A model rocket blasts off from the ground, rising straight upward with a constant acceleration that has a magnitude of 86.9 m/s2 for 1.69 seconds, at which point its fuel abruptly runs out. Air resistance has no effect on its flight. What maximum altitude (above the ground) will the rocket reach?

about 15 meters?

To find the maximum altitude reached by the rocket, we can use the equations of motion for uniformly accelerated motion.

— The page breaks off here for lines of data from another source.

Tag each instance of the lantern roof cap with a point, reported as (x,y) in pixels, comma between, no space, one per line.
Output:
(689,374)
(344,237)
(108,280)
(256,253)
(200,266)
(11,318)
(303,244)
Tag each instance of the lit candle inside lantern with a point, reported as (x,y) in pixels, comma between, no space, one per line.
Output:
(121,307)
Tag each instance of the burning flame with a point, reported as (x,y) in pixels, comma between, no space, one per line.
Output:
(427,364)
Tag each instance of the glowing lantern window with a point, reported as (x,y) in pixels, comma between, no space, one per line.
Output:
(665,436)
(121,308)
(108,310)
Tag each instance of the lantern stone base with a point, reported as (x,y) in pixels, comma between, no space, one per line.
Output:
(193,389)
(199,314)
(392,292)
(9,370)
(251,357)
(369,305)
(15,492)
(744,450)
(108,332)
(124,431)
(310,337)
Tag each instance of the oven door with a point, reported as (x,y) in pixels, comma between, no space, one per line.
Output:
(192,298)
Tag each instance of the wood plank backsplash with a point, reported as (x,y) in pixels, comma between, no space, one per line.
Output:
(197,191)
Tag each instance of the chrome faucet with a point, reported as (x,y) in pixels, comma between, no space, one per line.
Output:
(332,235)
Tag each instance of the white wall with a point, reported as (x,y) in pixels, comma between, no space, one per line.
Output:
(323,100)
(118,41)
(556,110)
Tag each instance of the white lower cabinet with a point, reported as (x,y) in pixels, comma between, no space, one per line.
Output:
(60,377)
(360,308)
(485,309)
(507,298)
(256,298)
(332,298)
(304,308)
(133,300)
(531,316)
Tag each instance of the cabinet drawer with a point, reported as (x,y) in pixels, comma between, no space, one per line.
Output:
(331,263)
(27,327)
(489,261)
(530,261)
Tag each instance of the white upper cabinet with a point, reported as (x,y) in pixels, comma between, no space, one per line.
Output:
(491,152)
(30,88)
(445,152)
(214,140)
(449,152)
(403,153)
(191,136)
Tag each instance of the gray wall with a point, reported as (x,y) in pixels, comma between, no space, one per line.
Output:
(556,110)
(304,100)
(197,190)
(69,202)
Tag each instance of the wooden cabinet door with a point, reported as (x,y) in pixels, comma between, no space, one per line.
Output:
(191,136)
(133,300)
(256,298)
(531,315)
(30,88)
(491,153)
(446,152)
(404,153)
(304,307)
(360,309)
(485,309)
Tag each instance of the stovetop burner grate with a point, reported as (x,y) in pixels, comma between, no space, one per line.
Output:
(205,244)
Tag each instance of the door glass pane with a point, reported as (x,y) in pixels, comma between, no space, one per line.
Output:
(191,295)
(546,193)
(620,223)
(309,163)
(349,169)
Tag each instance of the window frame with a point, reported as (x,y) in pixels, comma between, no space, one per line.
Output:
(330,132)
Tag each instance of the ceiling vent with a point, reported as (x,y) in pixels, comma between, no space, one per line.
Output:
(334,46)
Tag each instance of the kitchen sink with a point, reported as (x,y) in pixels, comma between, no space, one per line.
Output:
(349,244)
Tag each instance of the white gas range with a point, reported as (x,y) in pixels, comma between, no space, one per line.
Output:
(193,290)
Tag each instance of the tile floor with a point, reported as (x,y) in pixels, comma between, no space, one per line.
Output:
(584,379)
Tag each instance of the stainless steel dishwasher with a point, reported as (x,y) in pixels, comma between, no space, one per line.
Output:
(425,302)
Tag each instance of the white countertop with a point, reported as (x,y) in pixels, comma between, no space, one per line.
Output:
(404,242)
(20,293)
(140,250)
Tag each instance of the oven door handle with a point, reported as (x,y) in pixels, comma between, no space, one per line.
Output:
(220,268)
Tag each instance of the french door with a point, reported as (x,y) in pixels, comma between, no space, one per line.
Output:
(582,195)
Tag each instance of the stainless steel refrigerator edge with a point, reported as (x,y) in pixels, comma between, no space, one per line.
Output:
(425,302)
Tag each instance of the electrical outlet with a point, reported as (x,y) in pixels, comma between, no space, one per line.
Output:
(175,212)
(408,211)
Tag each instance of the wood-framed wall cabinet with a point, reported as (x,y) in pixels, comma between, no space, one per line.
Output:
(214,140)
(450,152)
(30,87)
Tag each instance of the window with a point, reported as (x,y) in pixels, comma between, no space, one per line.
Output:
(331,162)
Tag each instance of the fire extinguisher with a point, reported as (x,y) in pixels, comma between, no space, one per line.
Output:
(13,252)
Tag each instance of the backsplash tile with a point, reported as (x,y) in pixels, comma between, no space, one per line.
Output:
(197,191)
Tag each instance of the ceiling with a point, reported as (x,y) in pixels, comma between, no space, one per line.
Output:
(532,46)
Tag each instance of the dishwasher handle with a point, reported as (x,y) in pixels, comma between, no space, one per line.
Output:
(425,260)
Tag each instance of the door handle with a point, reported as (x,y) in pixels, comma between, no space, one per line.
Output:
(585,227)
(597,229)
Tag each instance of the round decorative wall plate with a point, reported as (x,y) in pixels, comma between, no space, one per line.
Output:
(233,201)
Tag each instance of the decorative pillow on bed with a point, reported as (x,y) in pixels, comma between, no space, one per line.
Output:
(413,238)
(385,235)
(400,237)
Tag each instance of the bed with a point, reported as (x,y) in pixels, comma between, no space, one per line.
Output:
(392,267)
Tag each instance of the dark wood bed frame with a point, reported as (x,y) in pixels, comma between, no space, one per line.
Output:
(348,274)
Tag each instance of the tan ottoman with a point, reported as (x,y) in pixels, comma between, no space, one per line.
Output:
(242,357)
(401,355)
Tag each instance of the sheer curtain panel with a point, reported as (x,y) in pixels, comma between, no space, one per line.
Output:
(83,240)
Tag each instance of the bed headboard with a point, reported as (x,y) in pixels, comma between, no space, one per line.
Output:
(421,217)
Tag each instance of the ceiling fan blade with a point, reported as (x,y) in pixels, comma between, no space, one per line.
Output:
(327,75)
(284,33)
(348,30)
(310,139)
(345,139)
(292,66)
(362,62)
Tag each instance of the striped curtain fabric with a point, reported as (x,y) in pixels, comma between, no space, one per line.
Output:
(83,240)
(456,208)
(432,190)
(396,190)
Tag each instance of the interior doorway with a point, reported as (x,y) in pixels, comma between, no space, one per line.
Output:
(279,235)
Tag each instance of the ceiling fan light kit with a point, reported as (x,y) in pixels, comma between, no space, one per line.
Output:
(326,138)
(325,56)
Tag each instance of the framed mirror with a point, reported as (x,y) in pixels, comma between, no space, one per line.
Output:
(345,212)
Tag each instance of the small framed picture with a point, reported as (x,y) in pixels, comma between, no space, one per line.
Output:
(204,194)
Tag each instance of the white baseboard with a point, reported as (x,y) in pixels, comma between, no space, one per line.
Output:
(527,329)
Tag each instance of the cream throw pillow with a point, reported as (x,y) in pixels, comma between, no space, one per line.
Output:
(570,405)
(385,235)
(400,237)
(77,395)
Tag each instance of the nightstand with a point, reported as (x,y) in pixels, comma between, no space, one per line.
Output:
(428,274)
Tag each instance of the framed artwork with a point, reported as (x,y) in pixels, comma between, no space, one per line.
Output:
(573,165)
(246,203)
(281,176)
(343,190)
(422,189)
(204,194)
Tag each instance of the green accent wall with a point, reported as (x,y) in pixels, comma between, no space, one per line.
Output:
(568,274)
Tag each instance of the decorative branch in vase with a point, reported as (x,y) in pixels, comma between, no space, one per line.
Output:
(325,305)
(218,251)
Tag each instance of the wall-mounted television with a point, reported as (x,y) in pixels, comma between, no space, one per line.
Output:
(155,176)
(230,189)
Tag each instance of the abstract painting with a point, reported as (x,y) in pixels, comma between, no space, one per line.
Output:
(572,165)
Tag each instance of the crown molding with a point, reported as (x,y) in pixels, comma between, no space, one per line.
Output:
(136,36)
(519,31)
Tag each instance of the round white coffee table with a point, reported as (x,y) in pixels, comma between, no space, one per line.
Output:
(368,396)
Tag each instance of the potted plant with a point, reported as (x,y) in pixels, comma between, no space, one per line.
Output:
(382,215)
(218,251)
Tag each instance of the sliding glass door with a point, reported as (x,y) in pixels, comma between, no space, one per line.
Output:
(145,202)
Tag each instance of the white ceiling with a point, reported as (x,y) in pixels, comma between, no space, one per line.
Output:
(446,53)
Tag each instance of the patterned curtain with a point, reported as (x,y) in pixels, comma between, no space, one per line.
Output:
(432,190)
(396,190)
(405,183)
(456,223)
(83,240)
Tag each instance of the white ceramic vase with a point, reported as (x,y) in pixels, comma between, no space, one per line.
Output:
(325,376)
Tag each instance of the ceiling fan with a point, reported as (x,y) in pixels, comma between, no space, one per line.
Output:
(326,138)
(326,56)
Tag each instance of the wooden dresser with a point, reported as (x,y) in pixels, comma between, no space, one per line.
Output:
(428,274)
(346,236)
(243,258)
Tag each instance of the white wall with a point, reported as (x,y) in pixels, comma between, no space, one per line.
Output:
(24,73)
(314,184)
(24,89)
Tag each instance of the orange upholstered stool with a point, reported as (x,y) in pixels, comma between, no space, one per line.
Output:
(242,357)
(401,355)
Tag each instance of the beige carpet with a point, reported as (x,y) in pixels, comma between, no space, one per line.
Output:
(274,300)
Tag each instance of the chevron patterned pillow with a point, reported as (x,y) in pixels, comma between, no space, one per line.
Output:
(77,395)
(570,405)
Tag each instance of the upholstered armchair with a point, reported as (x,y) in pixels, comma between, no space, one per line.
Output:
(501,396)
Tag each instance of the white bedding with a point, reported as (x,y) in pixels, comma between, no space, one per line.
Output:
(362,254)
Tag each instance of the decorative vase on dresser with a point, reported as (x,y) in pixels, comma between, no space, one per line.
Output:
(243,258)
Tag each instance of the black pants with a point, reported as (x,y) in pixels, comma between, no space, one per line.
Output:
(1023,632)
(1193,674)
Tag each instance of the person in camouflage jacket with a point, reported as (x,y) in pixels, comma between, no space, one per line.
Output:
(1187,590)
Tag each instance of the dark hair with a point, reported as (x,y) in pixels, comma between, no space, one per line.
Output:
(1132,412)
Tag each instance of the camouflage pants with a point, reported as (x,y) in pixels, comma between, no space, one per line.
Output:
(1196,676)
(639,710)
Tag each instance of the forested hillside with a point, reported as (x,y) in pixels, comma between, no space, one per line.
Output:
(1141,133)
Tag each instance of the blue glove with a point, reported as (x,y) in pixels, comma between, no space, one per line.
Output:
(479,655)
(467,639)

First, we need to determine the velocity of the rocket when its fuel runs out. We can use the equation:

v = u + at

Where:
v is the final velocity (unknown)
u is the initial velocity (0 m/s, since the rocket starts from rest)
a is the acceleration (86.9 m/s^2)
t is the time (1.69 seconds)

Substituting the given values into the equation:

v = 0 + (86.9 m/s^2)(1.69 s)
v = 146.761 m/s

Now, we can use this final velocity to find the maximum altitude. We can use the equation:

s = ut + (1/2)at^2

Where:
s is the distance traveled in the given direction (unknown, maximum altitude in this case)
u is the initial velocity (0 m/s, since the rocket starts from rest)
a is the acceleration (86.9 m/s^2)
t is the time (1.69 seconds)

Substituting the values into the equation:

s = (0 m/s)(1.69 s) + (1/2)(86.9 m/s^2)(1.69 s)^2
s = 0 + (1/2)(86.9 m/s^2)(2.8561 s^2)
s = 73.627 m

Therefore, the maximum altitude reached by the rocket is 73.627 meters above the ground.